Velocidad, alcance y lo que importa de verdad

Cuando se compara tecnología, los números importan. Y aquí Quick Share tiene una sorpresa guardada. Su alcance efectivo llega hasta 15 metros, mientras que AirDrop ronda los 9 metros. En una sala grande, un aula o un evento con decenas de personas, esa diferencia es real y se nota.

En cuanto a velocidad, los resultados en pruebas reales muestran que Quick Share alcanza unos 25 MB/s en dispositivos modernos, lo que permite mover 500 MB en apenas 20 segundos. AirDrop, dentro del ecosistema Apple, mantiene una ventaja por su integración nativa, especialmente en transferencias entre iPhone y Mac. Pero a distancias cortas, Quick Share compite sin complejos. 

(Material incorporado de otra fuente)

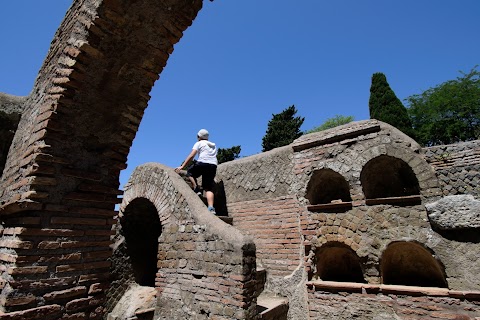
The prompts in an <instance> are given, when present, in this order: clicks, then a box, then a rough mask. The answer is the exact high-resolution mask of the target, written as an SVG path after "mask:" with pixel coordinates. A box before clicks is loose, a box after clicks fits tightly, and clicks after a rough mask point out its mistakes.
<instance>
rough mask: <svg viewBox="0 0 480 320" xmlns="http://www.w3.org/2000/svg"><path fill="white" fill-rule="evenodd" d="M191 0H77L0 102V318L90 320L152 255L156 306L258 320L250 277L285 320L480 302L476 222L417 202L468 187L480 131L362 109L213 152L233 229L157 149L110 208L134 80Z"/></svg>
mask: <svg viewBox="0 0 480 320" xmlns="http://www.w3.org/2000/svg"><path fill="white" fill-rule="evenodd" d="M201 7H202V1H201V0H193V1H185V0H164V1H152V0H140V1H136V2H135V3H134V4H132V3H130V2H128V1H117V0H75V1H74V2H73V4H72V7H71V8H70V9H69V11H68V12H67V14H66V16H65V19H64V21H63V22H62V24H61V26H60V28H59V30H58V32H57V33H56V35H55V37H54V39H53V41H52V43H51V48H50V51H49V53H48V55H47V57H46V59H45V61H44V64H43V66H42V68H41V70H40V72H39V76H38V77H37V79H36V81H35V84H34V88H33V90H32V93H31V95H29V96H28V97H16V98H15V97H14V98H12V97H7V98H8V99H7V98H5V96H2V97H3V98H2V99H0V100H1V101H0V102H1V108H2V112H3V113H5V106H6V105H7V104H8V103H6V102H5V101H7V100H8V101H10V102H12V101H13V102H14V103H13V104H14V106H15V108H17V109H18V110H21V112H22V116H21V119H20V120H19V122H18V126H17V129H16V131H15V135H14V137H13V139H11V136H8V134H7V135H4V136H2V139H3V140H2V143H4V142H5V145H7V146H8V155H7V156H6V158H5V157H4V160H2V161H4V164H2V165H3V166H4V169H3V172H2V176H1V179H0V217H1V221H2V224H1V227H0V261H1V265H0V273H1V277H0V288H1V289H2V292H1V294H0V312H1V318H2V319H15V320H19V319H43V320H50V319H102V318H105V317H106V316H107V315H108V314H109V312H110V311H111V310H112V309H113V307H114V306H115V305H116V304H118V301H120V298H121V297H122V295H123V294H124V293H125V291H126V290H127V289H128V287H129V286H130V285H131V284H132V283H134V282H137V281H138V282H142V283H143V281H145V283H147V284H150V282H151V281H152V280H151V279H150V278H147V279H142V278H141V276H142V272H139V270H141V271H142V270H143V271H145V273H147V274H148V273H149V272H150V270H151V269H154V272H153V276H151V277H152V279H153V284H151V285H152V286H154V287H155V288H156V290H157V304H156V307H155V318H156V319H185V318H198V319H203V318H212V319H256V318H258V314H257V310H256V297H257V295H258V292H257V288H262V289H264V290H265V291H268V292H270V293H273V294H276V295H279V296H283V297H287V298H288V300H289V302H288V303H289V309H288V317H289V318H291V319H308V318H315V319H328V318H331V314H332V312H335V311H342V310H343V311H342V312H340V313H339V314H340V317H337V318H338V319H350V318H351V316H352V315H355V316H357V317H359V318H362V317H364V318H365V319H367V318H368V317H370V316H372V315H376V316H379V317H382V316H383V315H388V316H392V317H396V318H400V319H411V318H417V319H418V318H425V319H428V318H432V317H434V318H440V319H441V318H444V319H467V318H469V317H470V318H471V317H473V316H477V315H478V314H480V312H479V302H478V301H479V294H478V292H479V291H480V285H479V284H480V278H479V277H480V265H479V264H478V261H479V259H480V249H479V246H478V243H479V240H480V239H479V235H478V230H477V229H476V228H465V229H463V230H461V231H455V230H453V231H435V230H433V229H432V227H431V225H430V223H429V221H428V216H427V214H426V211H425V207H424V205H425V204H427V203H430V202H433V201H436V200H438V199H440V198H442V197H443V196H447V195H456V194H471V195H473V196H475V197H477V198H478V191H479V190H478V181H479V174H478V165H479V162H480V160H479V159H480V157H479V155H480V153H479V145H480V142H479V141H471V142H466V143H460V144H456V145H450V146H438V147H432V148H421V147H420V146H419V145H418V144H417V143H416V142H415V141H413V140H412V139H410V138H409V137H407V136H405V135H404V134H402V133H401V132H399V131H398V130H396V129H395V128H392V127H391V126H389V125H386V124H384V123H381V122H379V121H375V120H368V121H359V122H355V123H351V124H348V125H344V126H341V127H338V128H334V129H332V130H327V131H325V132H319V133H313V134H309V135H305V136H302V137H300V138H299V139H298V140H296V141H295V142H294V143H292V144H291V145H289V146H285V147H282V148H278V149H275V150H271V151H269V152H265V153H262V154H258V155H254V156H251V157H247V158H243V159H239V160H235V161H232V162H229V163H225V164H222V165H221V166H219V169H218V175H217V194H216V198H217V199H218V200H219V202H217V203H218V204H221V211H222V213H223V214H226V215H229V216H230V218H232V221H233V222H232V223H233V227H230V226H228V225H226V224H225V223H223V222H222V221H221V220H219V219H218V218H216V217H212V216H209V214H208V212H206V209H205V207H204V205H203V203H202V202H201V200H200V199H198V198H197V197H196V196H195V195H194V194H193V193H192V192H191V191H190V189H189V188H188V185H187V184H185V183H184V181H183V180H182V179H181V178H180V177H179V176H178V175H176V174H174V173H173V170H172V169H171V168H166V167H163V166H161V165H159V164H146V165H144V166H141V167H139V168H137V169H136V171H135V173H134V174H133V175H132V177H131V179H130V182H129V185H128V186H126V187H125V194H124V197H123V202H122V204H121V210H120V212H116V211H115V204H117V203H119V202H120V201H121V199H119V196H121V195H122V193H123V191H119V190H118V189H119V183H118V181H119V173H120V171H121V170H122V169H124V168H125V166H126V160H127V155H128V153H129V149H130V146H131V143H132V141H133V139H134V137H135V134H136V131H137V130H138V126H139V124H140V121H141V119H142V117H143V112H144V109H145V107H146V106H147V103H148V100H149V98H150V97H149V95H148V93H149V92H150V90H151V88H152V86H153V84H154V82H155V81H156V80H157V79H158V77H159V74H160V72H161V71H162V69H163V67H164V66H165V65H166V63H167V60H168V57H169V55H170V54H171V53H172V52H173V47H174V45H175V43H177V42H178V41H179V39H180V38H181V37H182V35H183V31H184V30H185V29H186V28H187V27H189V26H190V25H191V23H192V21H193V20H194V18H195V16H196V15H197V13H198V11H199V10H200V9H201ZM12 99H13V100H12ZM10 102H9V103H10ZM9 105H10V106H11V103H10V104H9ZM11 120H12V121H13V122H11V123H12V124H13V126H14V127H15V126H16V125H17V124H16V120H15V119H11ZM6 149H7V148H6V147H5V146H4V147H3V149H2V150H3V151H2V152H3V153H5V150H6ZM222 201H223V203H221V202H222ZM152 217H154V218H152ZM146 221H152V223H151V224H150V225H149V224H148V223H145V222H146ZM132 226H135V227H137V226H141V227H144V228H145V232H137V233H138V235H139V236H138V238H142V237H143V236H144V234H146V235H151V234H152V233H151V232H150V231H151V230H153V231H154V232H160V236H159V237H157V238H155V239H154V240H155V241H157V242H155V243H158V246H157V247H155V246H153V248H154V252H153V255H154V264H156V265H155V266H154V267H153V268H151V267H150V266H144V265H142V263H140V262H141V261H140V260H136V258H135V254H134V253H135V252H131V251H129V250H130V249H129V248H131V247H132V246H133V247H135V245H138V243H140V244H142V243H143V242H141V241H140V240H138V241H139V242H138V243H137V242H136V240H137V239H136V237H135V233H133V237H132V233H131V232H130V231H129V230H130V229H129V228H131V227H132ZM147 231H148V232H147ZM153 234H154V235H157V234H156V233H153ZM142 239H143V238H142ZM132 240H133V241H132ZM142 241H143V240H142ZM145 241H146V242H145V243H150V242H148V241H151V239H150V238H148V237H147V238H146V239H145ZM137 248H138V247H137ZM148 254H150V252H149V253H148ZM412 257H413V259H412ZM139 261H140V262H139ZM257 264H258V267H259V270H260V269H262V270H263V271H261V272H257ZM345 270H346V271H347V272H346V271H345ZM146 271H148V272H146ZM348 271H355V274H356V277H357V278H355V279H354V280H355V281H353V282H352V281H345V280H346V279H345V278H343V279H342V277H345V276H346V275H348V274H349V272H348ZM257 273H261V276H258V274H257ZM412 275H413V276H414V277H413V279H412ZM330 278H340V280H339V281H333V282H334V284H333V285H331V286H330V287H328V288H326V287H325V283H326V282H327V280H330ZM419 278H420V279H425V280H426V283H427V286H428V284H429V285H430V286H432V284H433V286H435V287H439V288H440V289H431V288H430V289H428V290H426V289H423V287H422V286H421V285H418V284H414V285H416V286H412V283H410V282H411V281H414V280H416V279H419ZM260 279H263V280H264V281H265V283H264V284H260V283H259V280H260ZM348 280H351V279H348ZM357 280H358V281H357ZM315 282H320V285H316V284H314V283H315ZM385 282H388V283H385ZM358 283H361V284H362V285H363V286H365V287H361V288H360V292H358V290H359V289H358V288H359V287H358ZM367 286H369V287H368V288H367ZM405 287H407V289H405ZM424 287H426V286H424ZM379 288H381V292H382V294H379V292H380V291H379V290H380V289H379ZM375 290H377V291H375ZM438 290H447V291H448V294H447V295H446V296H445V294H443V293H442V292H444V291H438ZM452 292H453V293H452ZM442 294H443V295H442Z"/></svg>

Otro punto que no hay que ignorar es el tema de las funciones extra. Quick Share muestra previsualizaciones del archivo, un tiempo estimado de transferencia, permite el envío a múltiples receptores a la vez y ofrece códigos QR para cuando la detección por proximidad falla. AirDrop, fiel a su filosofía de simplicidad, no necesita tanto adorno, aunque eso también significa que hay cosas que simplemente no puede hacer. 

La gran novedad que cambia el juego

Durante años, la frontera entre Android e iOS en materia de transferencias fue infranqueable. Pero a finales de 2025 llegó algo que nadie esperaba con tanta rapidez. Google logró que Quick Share fuera compatible con AirDrop, rompiendo así uno de los muros más grandes que han existido entre ambos sistemas operativos. 

¿Cómo lo hizo? La respuesta combina ingeniería inversa sobre el protocolo propietario de Apple llamado Apple Wireless Direct Link (AWDL) y el lenguaje de programación Rust, según declaraciones del propio equipo de Google a Android Authority . Además, la Ley Europea de Mercados Digitales (DMA) empujó a Apple a adoptar compatibilidad con el estándar Wi-Fi Aware a partir de iOS 26 e iPadOS 26, lo que abrió la puerta técnica que Google necesitaba .

De momento, esta función arrancó solo en los teléfonos Pixel 10, pero Google ya confirmó que su objetivo es ampliarla a cualquier dispositivo con Android 8.0 o superior . El futuro apunta a un escenario donde la guerra de transferencias deja de tener fronteras, y eso es una victoria para los usuarios de ambos bandos.

En el fondo, el debate entre Quick Share y AirDrop no es tanto sobre cuál herramienta transfiere más rápido. Es el reflejo de dos filosofías tecnológicas que llevan décadas enfrentadas. Apple apuesta por la perfección dentro de sus propias paredes; Google construye puentes hacia todo lo que hay afuera. Y en ese choque de visiones, la pregunta real no es cuál app es mejor, sino en qué tipo de mundo digital quieres vivir.